L’un des petits plus qui change tout c’est la vue divisée (split view). Toutes les pages, que ce soit un livre, du code, un aperçu de page html… on peut tout mettre dans des vues divisées comme ceci :

Code JavaScript / Référence JavaScript

Code HTML / Pré-visualisation
HTML
Je dois vous avouer que je n’ai pas encore tout à fait compris comment gérer tous les raffinements de ces vues séparées, mais apparemment on peut en faire ce que l’on veut. Aussi si l’on ouvre parallèlement un document HTML ou CSS et un navigateur, le navigateur se met à jour en moins de 3 secondes après la frappe, ce qui est très utile pour un aperçu instantané.
Coda n’est pas une application pro pour développer des gros sites webs dynamiques. À ce propos, une fonctionnalité importante pour une utilisation professionnelle devrait arriver dans une mise à jour prochaine: l’intégration de Subversion, un système de gestion de version.

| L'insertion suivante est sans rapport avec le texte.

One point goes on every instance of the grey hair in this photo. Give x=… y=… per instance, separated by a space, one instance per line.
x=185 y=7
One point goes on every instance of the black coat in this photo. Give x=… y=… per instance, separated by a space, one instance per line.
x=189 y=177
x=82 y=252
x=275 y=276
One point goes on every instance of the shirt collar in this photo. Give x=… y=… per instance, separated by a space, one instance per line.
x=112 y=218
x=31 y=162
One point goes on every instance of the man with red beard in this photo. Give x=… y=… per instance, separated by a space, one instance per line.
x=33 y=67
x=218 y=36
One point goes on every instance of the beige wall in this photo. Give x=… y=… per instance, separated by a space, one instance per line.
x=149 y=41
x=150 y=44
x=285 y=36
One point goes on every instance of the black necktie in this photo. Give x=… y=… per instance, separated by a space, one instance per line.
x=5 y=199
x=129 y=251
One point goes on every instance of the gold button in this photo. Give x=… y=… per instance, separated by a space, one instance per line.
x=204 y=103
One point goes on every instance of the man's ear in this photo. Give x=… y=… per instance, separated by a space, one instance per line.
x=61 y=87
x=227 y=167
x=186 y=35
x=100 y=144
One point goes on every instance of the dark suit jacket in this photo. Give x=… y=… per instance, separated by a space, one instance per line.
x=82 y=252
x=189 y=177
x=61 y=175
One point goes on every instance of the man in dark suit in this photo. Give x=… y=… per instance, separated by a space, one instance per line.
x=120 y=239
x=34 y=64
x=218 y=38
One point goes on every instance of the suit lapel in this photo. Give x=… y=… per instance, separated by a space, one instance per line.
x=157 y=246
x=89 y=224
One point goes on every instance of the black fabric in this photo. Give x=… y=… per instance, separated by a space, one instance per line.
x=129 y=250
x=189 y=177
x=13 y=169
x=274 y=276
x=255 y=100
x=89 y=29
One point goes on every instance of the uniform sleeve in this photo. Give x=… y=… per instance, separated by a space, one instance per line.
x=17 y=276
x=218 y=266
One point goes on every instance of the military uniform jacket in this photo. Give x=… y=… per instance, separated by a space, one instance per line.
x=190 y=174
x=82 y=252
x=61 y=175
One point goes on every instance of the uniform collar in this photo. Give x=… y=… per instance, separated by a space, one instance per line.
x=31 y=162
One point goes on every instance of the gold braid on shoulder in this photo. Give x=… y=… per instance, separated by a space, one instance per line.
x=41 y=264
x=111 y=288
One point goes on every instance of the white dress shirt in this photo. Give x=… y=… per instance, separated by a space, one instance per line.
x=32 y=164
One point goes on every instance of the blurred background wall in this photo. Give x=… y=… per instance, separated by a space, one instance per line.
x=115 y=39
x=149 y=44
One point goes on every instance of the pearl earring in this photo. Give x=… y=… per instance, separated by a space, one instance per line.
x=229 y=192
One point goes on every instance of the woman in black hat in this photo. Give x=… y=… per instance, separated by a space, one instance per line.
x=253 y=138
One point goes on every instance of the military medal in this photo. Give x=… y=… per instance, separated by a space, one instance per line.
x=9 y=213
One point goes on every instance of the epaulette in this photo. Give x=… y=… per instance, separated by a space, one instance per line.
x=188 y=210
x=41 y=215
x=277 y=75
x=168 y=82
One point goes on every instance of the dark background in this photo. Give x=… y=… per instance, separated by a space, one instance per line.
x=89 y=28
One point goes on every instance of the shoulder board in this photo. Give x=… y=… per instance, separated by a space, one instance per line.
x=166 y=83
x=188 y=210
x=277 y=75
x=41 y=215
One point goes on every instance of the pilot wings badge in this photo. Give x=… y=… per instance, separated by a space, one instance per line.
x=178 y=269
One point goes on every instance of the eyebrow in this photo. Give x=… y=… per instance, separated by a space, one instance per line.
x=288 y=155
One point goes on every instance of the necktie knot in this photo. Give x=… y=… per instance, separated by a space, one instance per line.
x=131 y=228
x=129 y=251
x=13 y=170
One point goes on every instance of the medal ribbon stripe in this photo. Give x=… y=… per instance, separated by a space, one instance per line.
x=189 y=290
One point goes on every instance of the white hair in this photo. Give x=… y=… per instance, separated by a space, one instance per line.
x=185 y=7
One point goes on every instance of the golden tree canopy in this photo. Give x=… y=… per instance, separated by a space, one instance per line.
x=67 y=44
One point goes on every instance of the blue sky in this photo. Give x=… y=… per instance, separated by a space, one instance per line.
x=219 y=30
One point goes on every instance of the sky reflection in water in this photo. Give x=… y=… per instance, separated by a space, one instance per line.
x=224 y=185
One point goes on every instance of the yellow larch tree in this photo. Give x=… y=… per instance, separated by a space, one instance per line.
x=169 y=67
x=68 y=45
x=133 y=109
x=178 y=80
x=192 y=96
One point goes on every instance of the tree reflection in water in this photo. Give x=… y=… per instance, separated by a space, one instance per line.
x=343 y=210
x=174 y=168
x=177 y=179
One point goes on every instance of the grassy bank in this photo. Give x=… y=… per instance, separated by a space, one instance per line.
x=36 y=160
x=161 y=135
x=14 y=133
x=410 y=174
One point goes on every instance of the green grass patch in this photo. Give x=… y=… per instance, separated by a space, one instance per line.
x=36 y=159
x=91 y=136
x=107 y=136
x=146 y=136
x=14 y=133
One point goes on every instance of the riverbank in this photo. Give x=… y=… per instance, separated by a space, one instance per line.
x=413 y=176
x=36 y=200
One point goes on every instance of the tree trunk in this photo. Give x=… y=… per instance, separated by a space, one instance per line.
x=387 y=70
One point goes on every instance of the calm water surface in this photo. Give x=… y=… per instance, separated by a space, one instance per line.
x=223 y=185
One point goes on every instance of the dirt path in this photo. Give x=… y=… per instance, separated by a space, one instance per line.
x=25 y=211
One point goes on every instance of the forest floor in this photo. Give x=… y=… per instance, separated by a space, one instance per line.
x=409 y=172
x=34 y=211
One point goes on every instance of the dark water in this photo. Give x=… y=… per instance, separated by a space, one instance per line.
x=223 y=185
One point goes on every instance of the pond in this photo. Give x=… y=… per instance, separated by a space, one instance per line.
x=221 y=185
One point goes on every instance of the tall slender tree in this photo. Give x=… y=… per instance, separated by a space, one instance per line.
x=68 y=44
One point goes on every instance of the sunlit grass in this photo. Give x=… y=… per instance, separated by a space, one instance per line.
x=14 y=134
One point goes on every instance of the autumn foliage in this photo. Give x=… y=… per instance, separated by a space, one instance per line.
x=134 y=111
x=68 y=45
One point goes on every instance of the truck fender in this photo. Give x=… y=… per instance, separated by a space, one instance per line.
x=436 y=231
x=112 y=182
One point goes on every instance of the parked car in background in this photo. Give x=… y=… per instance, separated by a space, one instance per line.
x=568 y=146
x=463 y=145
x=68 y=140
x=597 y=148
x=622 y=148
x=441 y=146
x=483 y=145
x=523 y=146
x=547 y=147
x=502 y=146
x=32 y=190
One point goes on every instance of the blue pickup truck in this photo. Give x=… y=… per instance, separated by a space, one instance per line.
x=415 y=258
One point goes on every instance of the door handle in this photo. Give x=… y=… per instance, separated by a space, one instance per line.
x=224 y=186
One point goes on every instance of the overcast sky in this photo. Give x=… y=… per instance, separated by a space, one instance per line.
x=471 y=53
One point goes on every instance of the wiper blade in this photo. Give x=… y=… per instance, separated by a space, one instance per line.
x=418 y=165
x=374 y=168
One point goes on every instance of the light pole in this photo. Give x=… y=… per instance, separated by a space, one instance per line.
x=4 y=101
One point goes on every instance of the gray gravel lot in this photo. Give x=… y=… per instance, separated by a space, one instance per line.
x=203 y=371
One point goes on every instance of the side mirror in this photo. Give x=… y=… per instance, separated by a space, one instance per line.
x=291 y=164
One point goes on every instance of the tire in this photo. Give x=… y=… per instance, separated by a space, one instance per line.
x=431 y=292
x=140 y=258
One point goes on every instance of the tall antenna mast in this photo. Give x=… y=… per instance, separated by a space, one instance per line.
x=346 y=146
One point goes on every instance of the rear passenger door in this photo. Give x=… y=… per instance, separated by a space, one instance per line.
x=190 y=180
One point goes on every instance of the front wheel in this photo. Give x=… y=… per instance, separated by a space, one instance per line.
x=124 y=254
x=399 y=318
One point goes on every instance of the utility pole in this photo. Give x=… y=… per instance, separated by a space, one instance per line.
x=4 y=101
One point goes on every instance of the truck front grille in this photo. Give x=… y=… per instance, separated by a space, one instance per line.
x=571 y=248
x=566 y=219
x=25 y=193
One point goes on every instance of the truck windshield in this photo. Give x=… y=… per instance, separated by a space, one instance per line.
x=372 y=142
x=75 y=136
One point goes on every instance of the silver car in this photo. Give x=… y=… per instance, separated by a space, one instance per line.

En revanche, Coda convient parfaitement à du développement web simple, même du développement de sites web dynamiques, tel que du PHP de base. C’est également, un excellent outil pour s’initier à la programmation web. Coda permet aussi de dépasser les limitations de logiciels WYSIWYG tels iWeb ou Sandvox.
Enfin, vous l’aurez peut-être compris, Coda n’est pour le moment qu’en anglais. Transmit est traduit en français donc il est possible qu’une partie de l’interface soit traduite en français. Mais toutes les aides contextuelles et de référence telle la validation ou les livres ne devraient jamais être francisés compte tenu de la quantité d’information à traduire et le marché relativement réduit.
MISE À JOUR (28/06/07) : Amaury Balliet a fait une très bonne traduction de Coda en français. Cette traduction a été faite avec l’accord de Panic et vous pouvez la télécharger sur le site d’Amaury : merveilleux-nuages.net . Merci Amaury !!
Coda est en ce moment à 79 $ (~58€ ou 96 CHF) est devrait passer à 99 $ après la période de lancement.